When the FBI agent was asked if it is mandatory to teach employees in the prevention of ill-defined terrorism, the agent said, “Not at the moment.” He left behind a flyer (see below) listing “indicators” of terrorist activities related to farm supply stores. He also gave the store employee his FBI business card. Similar flyers have been tailored for hobby shops, tattoo parlors, gun stores, and storage units.

The FBI wants “kids to turn their parents in, they’re wanting parents to turn his kids in,” Jim Snow, owner of Rebel Arms and Sporting Goods in Nob Hill, Arkansas, told 4029.com, a local news station following the FBI visit in January.

The flyer customized for farm supply stores requires employees to ask customers for ID, grill customers on how they plan to use products (specifically fertilizer), observe customers for behavior that is “out of place,” and to take notes of “suspicious statements, people, and/or vehicles.”


“Preventing terrorism is a community effort,” the flyer states. “By learning what to look for, you can make a positive contribution in the fight against terrorism.” The flyer does not define what terrorism is or who might be a terrorist.

In October, Infowars.com reported on an effort by the FBI have have tattoo employees inform on customers. “In Philadelphia, the FBI has instructed tattoo shops to rat out their customers if they demand privacy, insist on paying with cash, engage in ‘suspicious behavior,’ make ‘anti-US’ comments, or request tattoos that are ‘extremist symbols,’” we wrote.

According to the MIAC report, the Gadsden flag is a “militia symbol.” The Department of Homeland Security’s Rightwing Extremism: Current Economic and Political Climate Fueling Resurgence in Radicalization and Recruitment report characterizes militias as “white supremacists,” domestic terrorists, and a threat to the president.

MIAC was part of the federal “fusion” effort underway around the country.

On December 24, we reported on Tennessee antiterrorism officials adding the ACLU to an internet map identifying “terrorism events and other suspicious activity” after the group warned schools to ensure holiday celebrations “are inclusive.”

The previous day, we reported on a fusion center in Florida that snooped on Ron Paul supporters and a Campaign for Liberty event held at the Rosen Center Hotel in Orlando, Florida, in August.

Last week the Washington Post reported on efforts by the government to assemble “a vast domestic intelligence apparatus to collect information about Americans, using the FBI, local police, state homeland security offices and military criminal investigators.”

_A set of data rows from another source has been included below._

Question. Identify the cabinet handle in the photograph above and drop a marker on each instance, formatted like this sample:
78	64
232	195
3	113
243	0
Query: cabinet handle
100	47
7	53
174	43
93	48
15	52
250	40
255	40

Earlier this month, the Department of Homeland Security announced its “See Something, Say Something” campaign.

The campaign was kicked off at Walmart. The program blurs distinction between terrorism and crime.

“Is a simple and effective [way] to engage the public and key frontline employees to identify and report indicators of terrorism, crime, and other threats to the proper transportation and law enforcement authorities,” the DHS said.

“The DHS reports that approximately 230 Walmart branches have launched the campaign and nearly 600 will do so in the near future,” reports Security Managemnt. “At the locations already participating, a short video message from Napolitano is presented at some store checkout stations. Napolitano’s message reminds customers to watch for and promptly report to law enforcement any suspicious activity in the stores or parking lots.

DHS promises to expand this Stasi-like program. “In coming months, the department will continue to expand the… campaign nationally with public education materials and outreach tools designed to help America’s businesses, communities, and citizens remain vigilant and play an active role in keeping the country safe.”

So-called “public education materials” are now appearing in farm supply and gun stores encouraging employees to act upon vaguely defined “suspicious” behavior and turn people in to the FBI and local police.